PDF Fitch Comments on U.S. Financial Reform Act's Implication for Credit Rating Agencies<...>
Historically, credit rating agencies have never been treated as experts under the Securities Act, appropriately so since ratings are inherently forward-looking and embody assumptions and predictions about future events that by their nature cannot be verified as facts. While Fitch continues to believe that it is not an expert under the plain meaning of sections 7 and 11 of the Securities Act, it is Fitch's understanding that, absent clarification by the U.S. Securities and Exchange Commission (SEC), immediately after the Dodd-Frank Bill is signed into law an issuer will need to obtain Fitch's written consent to include a Fitch credit rating in a Securities Act registration statement and any related prospectuses. If Fitch provides its consent for ratings to be included into Securities Act registration statements or prospectuses, Fitch will be potentially exposed to 'expert' liability under section 11 of the Securities Act, liability to which Fitch is not currently exposed. Fitch is not willing to take on such liability without a complete understanding of the ramifications of that liability to Fitch's business and the means by which Fitch may be able to effectively mitigate the risks associated therewith. While Fitch will continue to publish credit ratings and research, given the potential consequences, Fitch cannot consent to including Fitch credit ratings in prospectuses and registration statements at this time.

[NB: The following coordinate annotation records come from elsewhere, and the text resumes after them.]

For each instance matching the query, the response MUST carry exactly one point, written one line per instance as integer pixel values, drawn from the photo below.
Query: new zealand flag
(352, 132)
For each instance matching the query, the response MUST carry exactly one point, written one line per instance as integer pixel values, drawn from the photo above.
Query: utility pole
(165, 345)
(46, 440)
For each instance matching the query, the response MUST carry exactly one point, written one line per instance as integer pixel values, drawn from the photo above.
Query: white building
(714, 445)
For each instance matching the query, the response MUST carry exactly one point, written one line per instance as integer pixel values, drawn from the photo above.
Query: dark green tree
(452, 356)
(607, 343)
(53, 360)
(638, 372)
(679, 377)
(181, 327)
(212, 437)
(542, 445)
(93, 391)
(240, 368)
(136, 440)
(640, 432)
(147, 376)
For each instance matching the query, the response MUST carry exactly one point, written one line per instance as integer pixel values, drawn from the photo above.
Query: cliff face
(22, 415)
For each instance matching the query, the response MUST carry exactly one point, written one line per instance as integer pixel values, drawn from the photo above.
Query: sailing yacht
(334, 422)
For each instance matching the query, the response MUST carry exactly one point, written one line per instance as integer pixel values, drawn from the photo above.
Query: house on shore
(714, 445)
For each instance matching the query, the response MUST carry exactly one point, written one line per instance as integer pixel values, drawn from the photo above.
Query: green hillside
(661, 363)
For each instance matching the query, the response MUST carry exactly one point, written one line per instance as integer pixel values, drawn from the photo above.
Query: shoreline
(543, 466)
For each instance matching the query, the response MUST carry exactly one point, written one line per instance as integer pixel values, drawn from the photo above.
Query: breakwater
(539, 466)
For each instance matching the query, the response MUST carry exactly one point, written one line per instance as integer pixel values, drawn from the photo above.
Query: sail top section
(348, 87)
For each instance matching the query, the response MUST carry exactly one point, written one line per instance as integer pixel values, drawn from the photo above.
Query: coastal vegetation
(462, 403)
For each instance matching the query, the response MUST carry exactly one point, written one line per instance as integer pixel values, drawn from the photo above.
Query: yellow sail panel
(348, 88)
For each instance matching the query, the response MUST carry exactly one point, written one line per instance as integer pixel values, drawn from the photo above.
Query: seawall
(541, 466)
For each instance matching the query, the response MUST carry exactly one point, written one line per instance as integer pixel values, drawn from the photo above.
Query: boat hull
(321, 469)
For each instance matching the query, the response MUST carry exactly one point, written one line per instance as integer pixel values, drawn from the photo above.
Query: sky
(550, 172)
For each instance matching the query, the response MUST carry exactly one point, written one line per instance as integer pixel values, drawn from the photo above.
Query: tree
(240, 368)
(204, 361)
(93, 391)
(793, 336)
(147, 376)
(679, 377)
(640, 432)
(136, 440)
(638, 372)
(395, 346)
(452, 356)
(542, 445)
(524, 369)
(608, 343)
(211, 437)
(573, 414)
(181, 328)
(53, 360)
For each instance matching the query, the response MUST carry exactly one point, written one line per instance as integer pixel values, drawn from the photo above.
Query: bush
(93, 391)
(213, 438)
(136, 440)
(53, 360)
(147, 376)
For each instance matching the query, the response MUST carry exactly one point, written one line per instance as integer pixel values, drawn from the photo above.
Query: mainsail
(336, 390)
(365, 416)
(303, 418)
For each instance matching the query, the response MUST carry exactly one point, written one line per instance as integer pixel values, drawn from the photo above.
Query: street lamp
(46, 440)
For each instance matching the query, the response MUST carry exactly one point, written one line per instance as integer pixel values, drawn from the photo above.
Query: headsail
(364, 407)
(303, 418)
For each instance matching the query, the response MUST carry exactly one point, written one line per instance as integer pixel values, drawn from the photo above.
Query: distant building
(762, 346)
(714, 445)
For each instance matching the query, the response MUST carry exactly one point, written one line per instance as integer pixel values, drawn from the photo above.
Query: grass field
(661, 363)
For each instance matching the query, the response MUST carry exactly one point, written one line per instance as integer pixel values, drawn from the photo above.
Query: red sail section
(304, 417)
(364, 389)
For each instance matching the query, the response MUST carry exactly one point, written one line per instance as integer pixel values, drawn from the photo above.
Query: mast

In addition, the Dodd-Frank Act directs the SEC to remove the exemption for credit rating agencies from the SEC's Fair Disclosure Rule (Regulation FD) within 90 days of the enactment of the Dodd-Frank Act. The exemption for credit rating agencies from Regulation FD permits issuers to provide the credit rating agencies with material non-public information without requiring public disclosure of such information. To the greatest extent possible, Fitch will work with the issuer community to put in place appropriate mechanisms so that Fitch can continue to receive confidential information as part of the rating process.
Issuers should consult their legal counsel with respect to the effect of these issues on the issuer and any planned securities offerings.